To paraphrase Christopher Nolan‘s “The Dark Knight,” we don’t get the prestige filmmakers we need, we get the ones we deserve. And one of the ones we seemingly deserve is Nolan himself, a filmmaker with a keen visual sense but also one who undercuts the big, challenging ideas of his movies with unnecessarily tidy resolutions.
In that respect, “Interstellar” may represent an apotheosis of sorts, as it illustrates the very best and the very worst of Nolan as a writer-director. On the plus side, there’s a stunning portrayal of how far-reaching space travel might work, a glimpse at an apocalyptic near-future that’s both brilliantly written (no year is mentioned, and we’re left to glean together important bits of information that zip by in conversation) and designed (the clothes, the cars, and the tech are almost entirely late-20th century), and a vision of robots like nothing I’ve ever seen in a movie.
Weighing against that, without getting into spoilers, is a third act of staggering wrongheadedness, along with female characters whose intellect takes a backseat to their exploding emotionalism and rage. Nolan is, presumably, among a handful of filmmakers who gets to do whatever he wants with minimal studio intrusion, but the resolution of “Interstellar” feels so inorganic that you’d swear it was concocted by a Glendale focus group.
That ending feels like such a betrayal because so much of what comes before it manages to be truly stunning, particularly in the 70mm IMAX version, thanks to the art department, the visual effects team, and cinematographer Hoyte van Hoytema (“Her”). We open with interviews with elderly Midwesterners remembering crop failure and wind storms, and they would appear to be talking about the Dust Bowl of the 1930s until we see a table being set, where someone dusts off a plate, a glass — and a laptop computer.
In this retro-future, we meet Cooper (Matthew McConaughey), one of the last pilots to work at NASA before the agency was dissolved, since the lack of food on Earth took priority over reaching the stars. The widowed Coop runs a family farm with his father-in-law Donald (John Lithgow), son Tom (Timothée Chalamet, “Men, Women and Children”), and daughter Murph (Mackenzie Foy, “The Conjuring”).
The latter is convinced that there are ghosts in her room, knocking objects off shelves and sending her messages via Morse code. Coop is skeptical until he realizes that lines of dust left on her floor after a windstorm are actually binary code, giving the coordinates to what turns out to be the very last NASA base, where Coop’s old mentor Professor Brand (Michael Caine) is overseeing a launch to track down three previous missions that were intended to find a new home for the human race.
Coop must leave behind his family, including a very upset Murph, for the mission, accompanied by Brand’s daughter (Anne Hathaway), two other astronauts, and the sarcastic and boxy (but surprisingly versatile) android TARS (voiced by Bill Irwin).
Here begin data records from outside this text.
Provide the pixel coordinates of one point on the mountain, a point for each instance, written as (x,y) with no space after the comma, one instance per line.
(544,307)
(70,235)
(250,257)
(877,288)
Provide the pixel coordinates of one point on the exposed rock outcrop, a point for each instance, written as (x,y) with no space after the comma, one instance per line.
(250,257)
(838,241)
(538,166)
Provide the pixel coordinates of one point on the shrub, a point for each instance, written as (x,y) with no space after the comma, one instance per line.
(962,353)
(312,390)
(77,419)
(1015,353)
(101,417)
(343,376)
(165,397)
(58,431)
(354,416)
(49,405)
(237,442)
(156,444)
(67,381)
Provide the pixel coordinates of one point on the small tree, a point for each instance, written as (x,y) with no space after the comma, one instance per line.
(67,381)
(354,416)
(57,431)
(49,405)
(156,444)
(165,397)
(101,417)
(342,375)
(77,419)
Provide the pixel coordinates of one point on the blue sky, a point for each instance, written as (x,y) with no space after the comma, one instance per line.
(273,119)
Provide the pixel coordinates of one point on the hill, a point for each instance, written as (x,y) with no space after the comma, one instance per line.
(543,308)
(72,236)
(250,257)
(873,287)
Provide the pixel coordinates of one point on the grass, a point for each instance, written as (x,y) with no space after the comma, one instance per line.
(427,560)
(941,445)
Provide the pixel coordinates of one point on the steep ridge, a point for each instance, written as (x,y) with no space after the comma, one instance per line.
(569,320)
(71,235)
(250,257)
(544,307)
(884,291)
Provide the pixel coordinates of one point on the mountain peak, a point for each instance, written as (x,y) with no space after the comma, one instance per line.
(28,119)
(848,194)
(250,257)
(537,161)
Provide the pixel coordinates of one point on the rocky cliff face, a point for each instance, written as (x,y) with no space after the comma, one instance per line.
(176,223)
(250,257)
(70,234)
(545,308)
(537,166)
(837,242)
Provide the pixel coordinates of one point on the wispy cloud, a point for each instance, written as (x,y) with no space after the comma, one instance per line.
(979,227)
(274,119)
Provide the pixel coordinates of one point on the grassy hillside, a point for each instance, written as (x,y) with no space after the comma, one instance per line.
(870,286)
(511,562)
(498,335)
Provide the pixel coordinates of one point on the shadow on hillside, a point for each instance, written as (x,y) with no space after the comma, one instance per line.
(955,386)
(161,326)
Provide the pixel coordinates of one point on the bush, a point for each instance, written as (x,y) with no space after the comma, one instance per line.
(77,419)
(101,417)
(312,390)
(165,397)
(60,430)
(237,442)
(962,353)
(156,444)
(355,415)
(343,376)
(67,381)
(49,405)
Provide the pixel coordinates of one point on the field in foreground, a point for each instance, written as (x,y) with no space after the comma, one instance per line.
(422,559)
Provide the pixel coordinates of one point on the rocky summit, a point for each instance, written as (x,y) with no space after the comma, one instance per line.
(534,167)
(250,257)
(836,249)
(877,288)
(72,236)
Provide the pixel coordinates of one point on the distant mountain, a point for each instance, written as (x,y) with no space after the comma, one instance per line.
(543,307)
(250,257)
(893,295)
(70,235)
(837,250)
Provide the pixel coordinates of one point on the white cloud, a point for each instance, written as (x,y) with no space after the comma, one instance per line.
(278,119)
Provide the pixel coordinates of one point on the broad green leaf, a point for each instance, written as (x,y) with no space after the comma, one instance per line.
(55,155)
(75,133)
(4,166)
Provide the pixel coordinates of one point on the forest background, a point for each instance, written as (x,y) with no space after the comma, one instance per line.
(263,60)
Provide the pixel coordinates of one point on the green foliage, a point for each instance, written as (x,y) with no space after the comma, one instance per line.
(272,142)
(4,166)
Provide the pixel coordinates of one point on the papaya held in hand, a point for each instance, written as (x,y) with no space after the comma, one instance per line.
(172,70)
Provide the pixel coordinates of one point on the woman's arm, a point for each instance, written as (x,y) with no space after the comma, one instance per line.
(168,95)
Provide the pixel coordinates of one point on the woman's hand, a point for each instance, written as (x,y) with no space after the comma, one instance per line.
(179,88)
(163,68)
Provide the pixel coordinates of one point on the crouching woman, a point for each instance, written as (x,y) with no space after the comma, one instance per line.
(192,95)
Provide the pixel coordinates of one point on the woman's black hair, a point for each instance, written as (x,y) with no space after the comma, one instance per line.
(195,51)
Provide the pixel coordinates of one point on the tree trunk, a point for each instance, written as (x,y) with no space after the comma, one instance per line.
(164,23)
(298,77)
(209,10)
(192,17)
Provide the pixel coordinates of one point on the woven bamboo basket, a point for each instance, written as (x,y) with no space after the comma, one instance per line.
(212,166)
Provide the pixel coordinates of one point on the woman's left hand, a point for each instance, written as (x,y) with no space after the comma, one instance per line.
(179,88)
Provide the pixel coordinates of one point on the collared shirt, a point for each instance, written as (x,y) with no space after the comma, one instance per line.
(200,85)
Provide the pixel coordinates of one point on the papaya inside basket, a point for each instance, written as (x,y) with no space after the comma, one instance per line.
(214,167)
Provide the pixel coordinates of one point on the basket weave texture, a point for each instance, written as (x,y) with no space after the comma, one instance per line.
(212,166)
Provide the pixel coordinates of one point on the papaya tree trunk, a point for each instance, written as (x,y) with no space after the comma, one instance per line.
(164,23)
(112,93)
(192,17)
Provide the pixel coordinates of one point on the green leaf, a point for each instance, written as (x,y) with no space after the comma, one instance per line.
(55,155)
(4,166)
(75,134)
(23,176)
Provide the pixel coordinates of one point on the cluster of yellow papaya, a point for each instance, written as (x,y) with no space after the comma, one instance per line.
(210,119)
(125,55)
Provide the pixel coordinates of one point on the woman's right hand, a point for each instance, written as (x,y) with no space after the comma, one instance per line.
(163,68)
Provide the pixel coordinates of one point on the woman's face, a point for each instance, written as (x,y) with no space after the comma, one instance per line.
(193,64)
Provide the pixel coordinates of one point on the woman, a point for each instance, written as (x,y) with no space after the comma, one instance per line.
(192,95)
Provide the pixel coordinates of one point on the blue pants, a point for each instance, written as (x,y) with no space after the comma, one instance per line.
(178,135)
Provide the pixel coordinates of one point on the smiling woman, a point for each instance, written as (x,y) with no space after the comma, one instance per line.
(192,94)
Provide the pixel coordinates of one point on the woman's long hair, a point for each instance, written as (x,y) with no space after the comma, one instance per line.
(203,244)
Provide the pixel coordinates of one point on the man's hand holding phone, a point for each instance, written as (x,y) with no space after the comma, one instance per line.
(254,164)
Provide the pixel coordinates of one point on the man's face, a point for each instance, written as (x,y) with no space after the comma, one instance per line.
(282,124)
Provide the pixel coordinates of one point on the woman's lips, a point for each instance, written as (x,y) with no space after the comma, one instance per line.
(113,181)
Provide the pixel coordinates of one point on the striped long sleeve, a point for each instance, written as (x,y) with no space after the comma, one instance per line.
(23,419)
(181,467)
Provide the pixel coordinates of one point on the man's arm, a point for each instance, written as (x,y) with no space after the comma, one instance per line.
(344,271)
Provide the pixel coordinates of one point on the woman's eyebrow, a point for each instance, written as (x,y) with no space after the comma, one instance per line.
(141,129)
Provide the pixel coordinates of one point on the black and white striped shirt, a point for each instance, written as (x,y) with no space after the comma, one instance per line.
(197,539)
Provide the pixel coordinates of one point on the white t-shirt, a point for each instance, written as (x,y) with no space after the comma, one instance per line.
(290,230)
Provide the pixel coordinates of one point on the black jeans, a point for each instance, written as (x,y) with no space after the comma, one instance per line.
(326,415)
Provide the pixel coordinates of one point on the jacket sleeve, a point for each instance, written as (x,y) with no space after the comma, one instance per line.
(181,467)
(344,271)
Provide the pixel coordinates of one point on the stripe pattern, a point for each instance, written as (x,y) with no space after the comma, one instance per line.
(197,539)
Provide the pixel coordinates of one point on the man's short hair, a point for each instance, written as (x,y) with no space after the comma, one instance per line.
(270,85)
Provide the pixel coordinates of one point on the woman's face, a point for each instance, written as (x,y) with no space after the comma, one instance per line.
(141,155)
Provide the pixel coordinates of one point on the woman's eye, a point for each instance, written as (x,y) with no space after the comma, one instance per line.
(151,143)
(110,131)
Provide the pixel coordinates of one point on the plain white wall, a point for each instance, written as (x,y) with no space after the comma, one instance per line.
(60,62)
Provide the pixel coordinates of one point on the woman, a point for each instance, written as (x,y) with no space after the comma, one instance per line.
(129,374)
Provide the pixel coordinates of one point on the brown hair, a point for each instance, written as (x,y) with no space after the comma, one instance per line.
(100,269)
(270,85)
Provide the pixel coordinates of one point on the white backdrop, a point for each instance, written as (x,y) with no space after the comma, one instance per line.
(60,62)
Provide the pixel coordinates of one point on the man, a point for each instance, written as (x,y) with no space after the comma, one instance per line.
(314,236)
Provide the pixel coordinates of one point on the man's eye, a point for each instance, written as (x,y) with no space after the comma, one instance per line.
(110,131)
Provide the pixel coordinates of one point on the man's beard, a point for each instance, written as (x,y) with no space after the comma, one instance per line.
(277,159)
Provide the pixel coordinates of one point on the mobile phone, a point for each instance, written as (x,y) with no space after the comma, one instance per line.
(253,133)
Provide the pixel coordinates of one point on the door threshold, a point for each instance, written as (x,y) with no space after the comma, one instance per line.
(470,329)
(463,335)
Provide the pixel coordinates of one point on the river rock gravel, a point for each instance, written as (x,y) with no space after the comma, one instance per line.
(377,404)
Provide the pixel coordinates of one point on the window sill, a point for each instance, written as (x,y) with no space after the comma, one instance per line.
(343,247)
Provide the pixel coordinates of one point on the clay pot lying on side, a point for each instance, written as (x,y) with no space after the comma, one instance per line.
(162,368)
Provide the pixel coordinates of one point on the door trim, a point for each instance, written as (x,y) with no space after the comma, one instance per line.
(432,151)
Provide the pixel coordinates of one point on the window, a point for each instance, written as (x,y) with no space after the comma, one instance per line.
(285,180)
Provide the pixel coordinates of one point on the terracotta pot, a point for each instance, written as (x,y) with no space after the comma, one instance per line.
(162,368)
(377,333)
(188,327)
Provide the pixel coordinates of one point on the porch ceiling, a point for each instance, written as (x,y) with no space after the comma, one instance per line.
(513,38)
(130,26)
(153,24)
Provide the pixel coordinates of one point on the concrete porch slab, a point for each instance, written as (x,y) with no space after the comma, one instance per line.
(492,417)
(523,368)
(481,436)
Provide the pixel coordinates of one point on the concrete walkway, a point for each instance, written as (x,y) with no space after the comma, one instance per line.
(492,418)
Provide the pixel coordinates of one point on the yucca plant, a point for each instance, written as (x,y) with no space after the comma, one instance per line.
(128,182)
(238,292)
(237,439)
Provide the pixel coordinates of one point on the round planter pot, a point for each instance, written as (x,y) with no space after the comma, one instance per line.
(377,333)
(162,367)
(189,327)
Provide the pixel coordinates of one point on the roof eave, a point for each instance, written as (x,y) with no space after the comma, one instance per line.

All the setup is fascinating, as is the space travel, particularly when they journey to planets near a black hole, meaning that for every hour that the landing party spends on the surface, seven years will elapse for the crew member orbiting in the spacecraft. Cliffhanger sequences involving slow, giant tidal waves and docking with an out-of-control ship demonstrate the director’s (and editor Lee Smith’s) proficiency. For much of the film, Nolan (who co-wrote with his brother Jonathan) seems to be unafraid to allow this big-budget extravaganza to tell a story that’s about pain and loss and melancholy and sacrifice.
Until it’s not that anymore, and “Interstellar” becomes thuddingly prosaic. Worse, Hathaway and Jessica Chastain (as adult Murphy) both get saddled playing brilliant women who are nonetheless ruled by their, you know, lady feelings, before ultimately capitulating to the men around them, even though the men aren’t that stable themselves. (A movie about traveling to the ends of the universe only to find daddy issues? Didn’t McConaughey already make that movie, and wasn’t it called “Contact”?)
Nolan also seemingly can’t help himself from drowning out many of the dialogue scenes with ribcage-jiggling bass notes from pipe organs and string sections, which basically try to do for “Interstellar” what “bwaaaaahhh” did for “Inception.”
“Interstellar” is a film that isn’t afraid to brush up against the edges of infinity; it’s just too bad it has no idea how to navigate the voyage back.